En una de esas lecturas conoce a un pintor de estilo realista y que expone en salas de la universidad. La profesora le cuenta que es casada y que tiene tres hijos en edad escolar. El pintor es mayor que ella, y sus dos hijos varones ya se han independizado: uno está viviendo en Hartford y el otro en Dover. La esposa sufre de tremendas depresiones y a veces se pasa largas temporadas sin levantarse de la cama.

Se enamoran y viven un amor turbulento. Esta pasión es mal vista en la comunidad universitaria.

Finaliza la beca y la joven debe volver a Buenos Aires. Entonces le habla al pintor –que está dispuesto a irse con ella a la Argentina– con suma crudeza. A sus hijos los dañaría una separación. Además, ella quiere a su marido, que es un hombre muy bueno. Y recomienda al pintor que en lugar de quejarse desconsoladamente, saque partido de esta aventura y se busque una nueva pareja en los Estados Unidos.

La película concluye con una imagen de la profesora subiendo al avión e, inmediatamente, una toma del pintor delante de una tela y con los ojos humedecidos.

Por más que lo rastreé no encontré el video de este filme. Mi amigo tampoco pudo hallar en San Diego el que yo vi.

Continué con los envíos mensuales de las fotocopias de los recortes y con los comentarios sobre las películas que más me interesaban. Pero él dejó de escribirme.

Hasta que una carta vino de vuelta porque el destinatario ya no vivía más en esa dirección.

Ya que  había resuelto no comunicarme su nuevo domicilio, consideré que no me correspondía averiguarlo.

Era el fin de la relación. Mil veces me atormenté preguntándome qué le habría pasado...

¿Se habrá perturbado porque un tipo con el nombre y apellidos por él elegidos filmó una película con el mismo título que la suya? ¿O tal vez se sintió hostigado por un presunto doble?

En realidad, el argumento de su propia película era cursi y trivial: ni un Buñuel podría salvarlo. Quizá percibió la superioridad del filme que yo le asigné y se sintió humillado: jamás lograría un producto comparable. Es factible que lo haya visto en los Estados Unidos y me haya mentido afirmando que no lo había podido ubicar.

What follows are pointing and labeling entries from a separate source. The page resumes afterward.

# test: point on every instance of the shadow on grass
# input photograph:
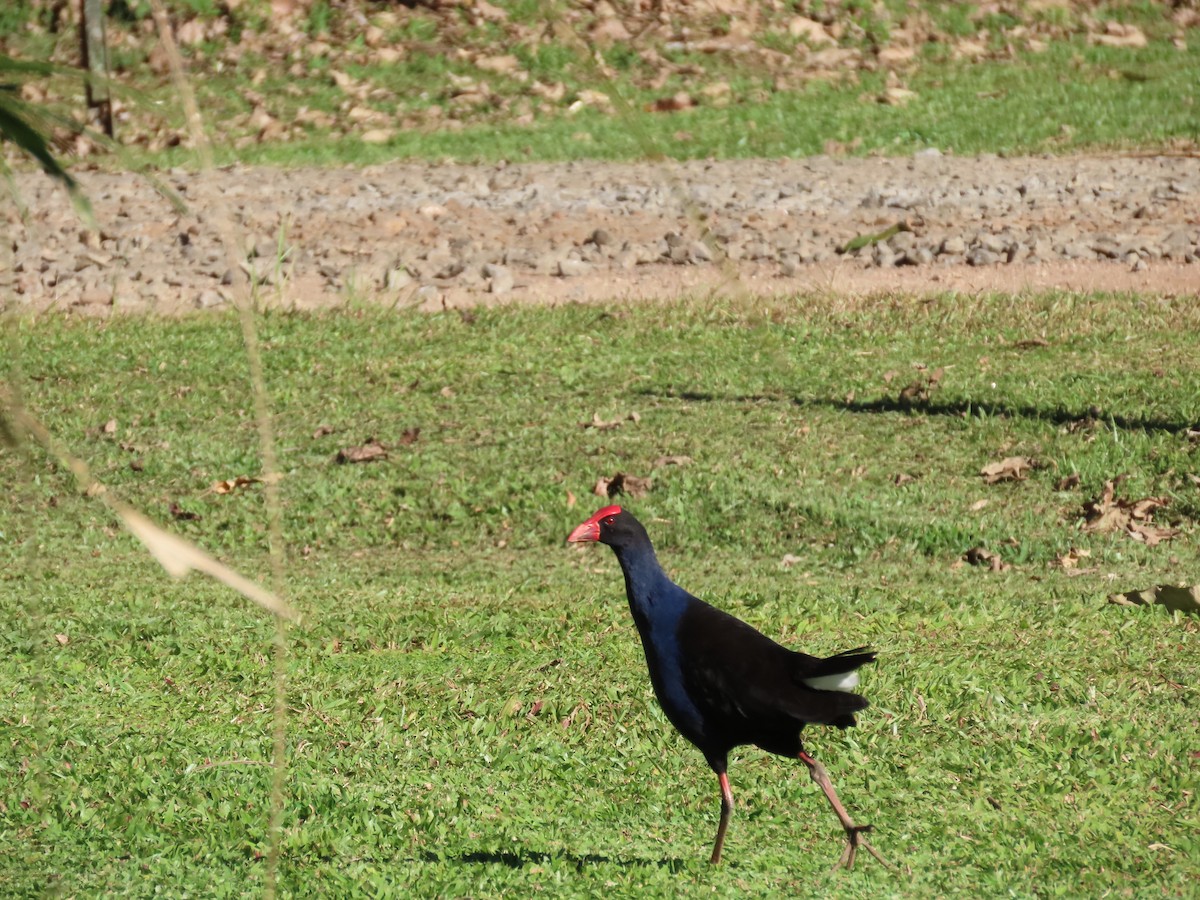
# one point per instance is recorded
(521, 858)
(960, 408)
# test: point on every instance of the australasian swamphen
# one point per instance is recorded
(724, 684)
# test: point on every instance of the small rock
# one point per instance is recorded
(499, 280)
(573, 268)
(210, 299)
(917, 256)
(397, 279)
(953, 246)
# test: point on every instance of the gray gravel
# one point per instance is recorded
(408, 233)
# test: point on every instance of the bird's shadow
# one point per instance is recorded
(960, 408)
(521, 858)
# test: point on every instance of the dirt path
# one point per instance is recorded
(457, 235)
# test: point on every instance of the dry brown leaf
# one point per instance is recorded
(607, 424)
(1068, 483)
(621, 483)
(179, 513)
(1011, 468)
(1071, 558)
(672, 461)
(232, 484)
(1169, 595)
(369, 451)
(1135, 517)
(672, 105)
(979, 556)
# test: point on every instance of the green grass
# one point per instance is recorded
(1025, 737)
(1071, 97)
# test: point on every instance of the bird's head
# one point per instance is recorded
(612, 526)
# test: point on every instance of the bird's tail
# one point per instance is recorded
(835, 677)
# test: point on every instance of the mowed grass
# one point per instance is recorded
(468, 711)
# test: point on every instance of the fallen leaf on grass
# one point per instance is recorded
(1135, 517)
(1011, 468)
(672, 461)
(621, 483)
(232, 484)
(1067, 483)
(978, 556)
(181, 514)
(1069, 562)
(606, 424)
(1169, 595)
(369, 451)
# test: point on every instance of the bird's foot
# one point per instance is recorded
(855, 840)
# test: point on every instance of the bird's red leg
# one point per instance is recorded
(855, 838)
(726, 809)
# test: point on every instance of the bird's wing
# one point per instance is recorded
(737, 675)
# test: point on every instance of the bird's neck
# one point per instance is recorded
(652, 594)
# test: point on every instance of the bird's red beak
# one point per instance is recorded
(587, 532)
(591, 529)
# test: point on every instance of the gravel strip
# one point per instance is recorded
(419, 234)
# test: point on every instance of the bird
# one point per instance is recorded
(723, 683)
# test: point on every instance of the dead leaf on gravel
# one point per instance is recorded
(979, 556)
(1117, 34)
(232, 484)
(1169, 595)
(1011, 468)
(369, 451)
(673, 103)
(621, 483)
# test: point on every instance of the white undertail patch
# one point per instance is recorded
(840, 682)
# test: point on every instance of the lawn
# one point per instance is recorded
(467, 706)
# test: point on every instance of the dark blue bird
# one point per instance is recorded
(724, 684)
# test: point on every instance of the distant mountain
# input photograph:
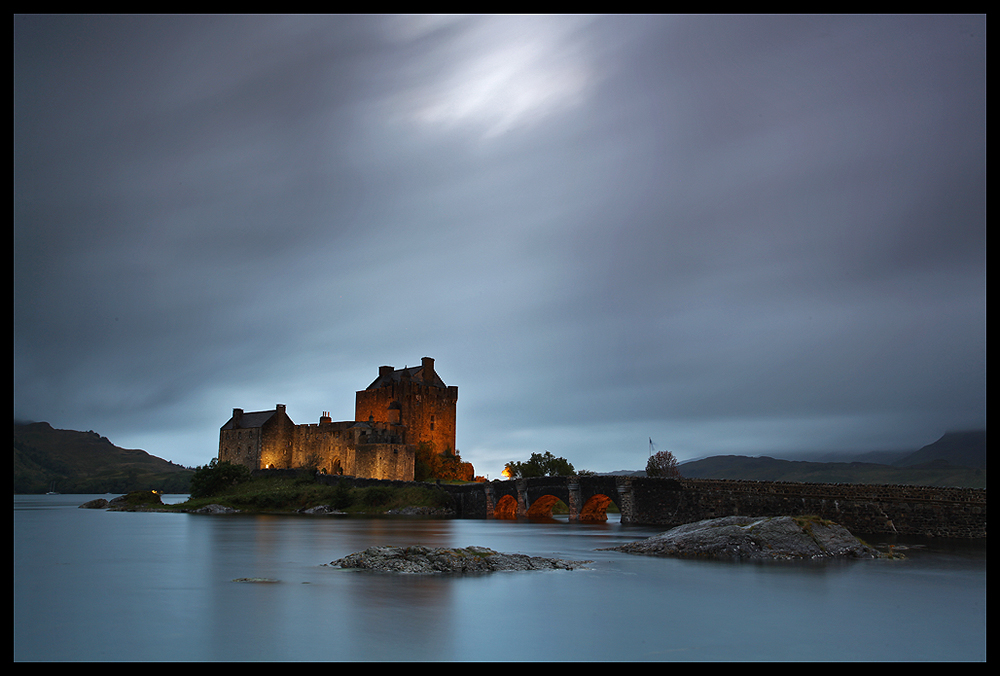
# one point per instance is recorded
(957, 459)
(964, 449)
(67, 461)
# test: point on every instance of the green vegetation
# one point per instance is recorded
(217, 476)
(291, 494)
(539, 465)
(663, 464)
(447, 466)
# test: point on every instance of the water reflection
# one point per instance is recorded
(96, 585)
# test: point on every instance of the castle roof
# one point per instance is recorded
(250, 420)
(424, 373)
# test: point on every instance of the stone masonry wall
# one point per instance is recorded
(862, 508)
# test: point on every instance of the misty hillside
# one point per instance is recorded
(957, 459)
(67, 461)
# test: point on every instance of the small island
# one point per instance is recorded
(426, 560)
(755, 538)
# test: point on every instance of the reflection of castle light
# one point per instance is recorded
(399, 410)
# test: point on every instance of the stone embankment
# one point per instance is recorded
(755, 538)
(420, 559)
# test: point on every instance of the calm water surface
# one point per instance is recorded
(96, 585)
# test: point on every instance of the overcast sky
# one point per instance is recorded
(727, 234)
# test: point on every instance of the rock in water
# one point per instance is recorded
(420, 559)
(755, 538)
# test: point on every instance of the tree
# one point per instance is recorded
(217, 476)
(446, 466)
(663, 464)
(539, 465)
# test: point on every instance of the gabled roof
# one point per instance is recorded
(250, 420)
(415, 373)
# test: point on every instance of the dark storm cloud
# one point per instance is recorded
(735, 234)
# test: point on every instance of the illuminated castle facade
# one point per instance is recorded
(401, 409)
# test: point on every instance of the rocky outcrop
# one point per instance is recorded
(755, 538)
(420, 559)
(98, 503)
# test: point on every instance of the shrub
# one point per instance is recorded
(663, 464)
(217, 476)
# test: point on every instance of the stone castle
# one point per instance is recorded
(400, 410)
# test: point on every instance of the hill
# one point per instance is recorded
(957, 459)
(67, 461)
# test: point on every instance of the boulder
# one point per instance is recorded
(755, 538)
(420, 559)
(99, 503)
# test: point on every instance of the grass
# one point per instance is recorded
(284, 495)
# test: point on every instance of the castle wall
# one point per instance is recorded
(399, 411)
(426, 411)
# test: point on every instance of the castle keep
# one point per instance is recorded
(401, 409)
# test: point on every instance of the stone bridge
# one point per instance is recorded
(862, 508)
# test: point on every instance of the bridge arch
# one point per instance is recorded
(595, 509)
(541, 507)
(506, 508)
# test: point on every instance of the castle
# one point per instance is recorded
(400, 410)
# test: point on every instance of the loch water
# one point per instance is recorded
(93, 585)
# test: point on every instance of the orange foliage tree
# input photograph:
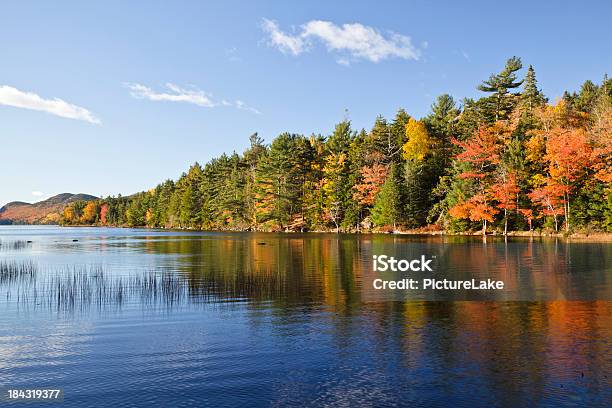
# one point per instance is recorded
(373, 177)
(482, 154)
(568, 153)
(504, 191)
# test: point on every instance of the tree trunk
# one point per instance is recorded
(505, 222)
(567, 216)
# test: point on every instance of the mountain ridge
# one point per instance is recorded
(42, 212)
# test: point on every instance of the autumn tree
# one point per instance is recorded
(501, 102)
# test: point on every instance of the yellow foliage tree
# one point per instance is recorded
(419, 142)
(89, 213)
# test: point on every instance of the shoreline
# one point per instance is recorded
(579, 236)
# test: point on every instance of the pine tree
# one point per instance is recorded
(388, 207)
(532, 97)
(501, 102)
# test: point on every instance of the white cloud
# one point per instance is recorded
(241, 105)
(291, 44)
(355, 40)
(10, 96)
(176, 93)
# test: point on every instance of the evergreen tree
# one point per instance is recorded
(532, 97)
(501, 102)
(388, 207)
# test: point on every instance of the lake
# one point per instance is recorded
(135, 317)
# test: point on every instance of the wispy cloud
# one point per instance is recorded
(286, 43)
(356, 41)
(192, 95)
(10, 96)
(176, 94)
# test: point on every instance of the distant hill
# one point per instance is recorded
(42, 212)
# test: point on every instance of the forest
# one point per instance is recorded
(511, 160)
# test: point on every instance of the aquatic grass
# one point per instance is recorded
(84, 286)
(17, 271)
(14, 245)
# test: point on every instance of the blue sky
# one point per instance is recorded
(148, 88)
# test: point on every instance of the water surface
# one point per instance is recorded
(121, 317)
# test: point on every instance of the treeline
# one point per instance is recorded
(510, 160)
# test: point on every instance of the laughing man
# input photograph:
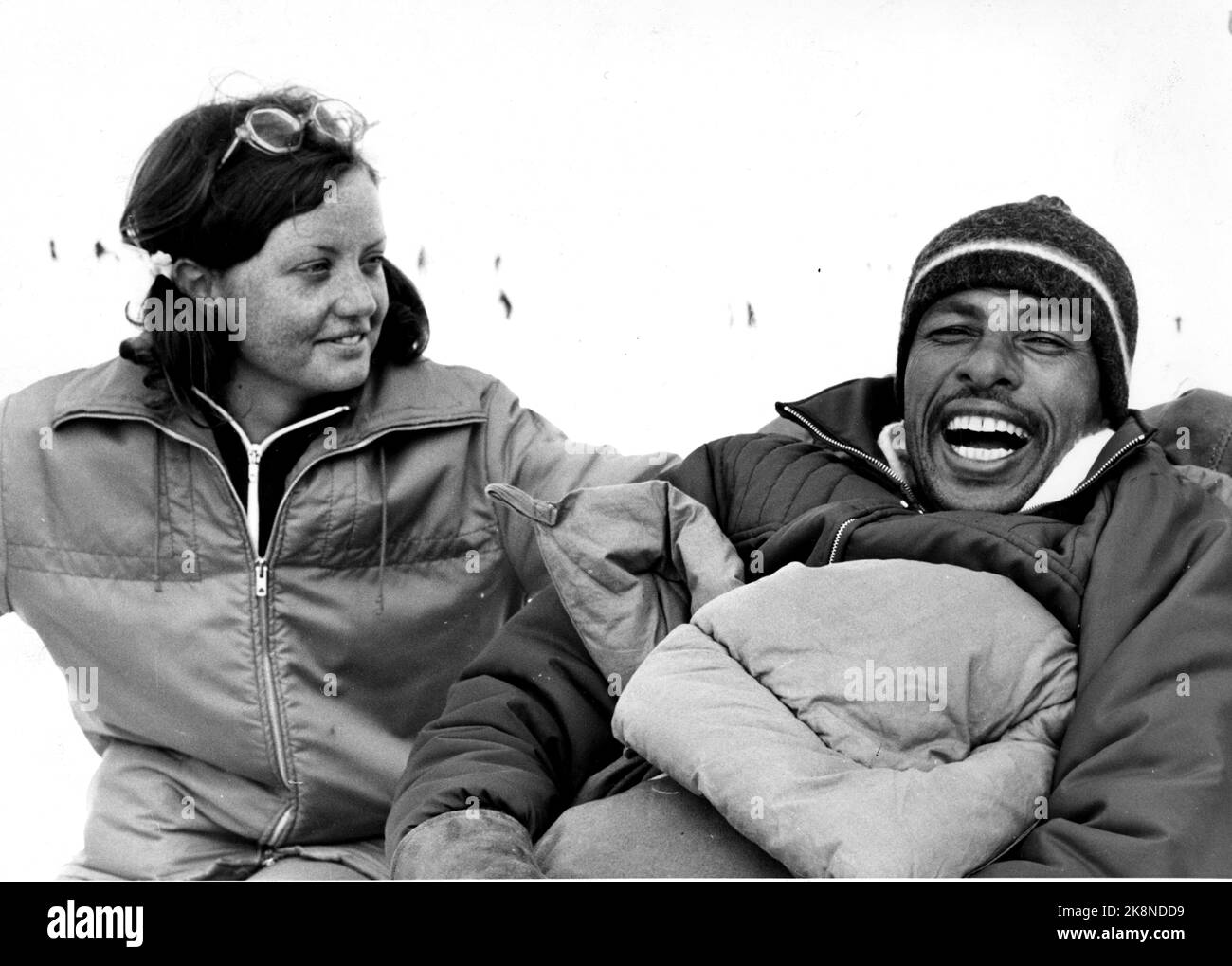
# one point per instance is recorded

Y me olvidé de la cuestión. Es que la memoria suele ser práctica. Ya tenemos bastantes recuerdos frustrantes que nos acompañan toda la vida con un dedo acusador, como queriendo destruir los fugaces momentos de felicidad que a veces nos rozan. Basta de evocaciones inútiles que nada significan y que sólo aportan confusión. Por eso la sabia memoria toma la iniciativa borrando las desilusiones.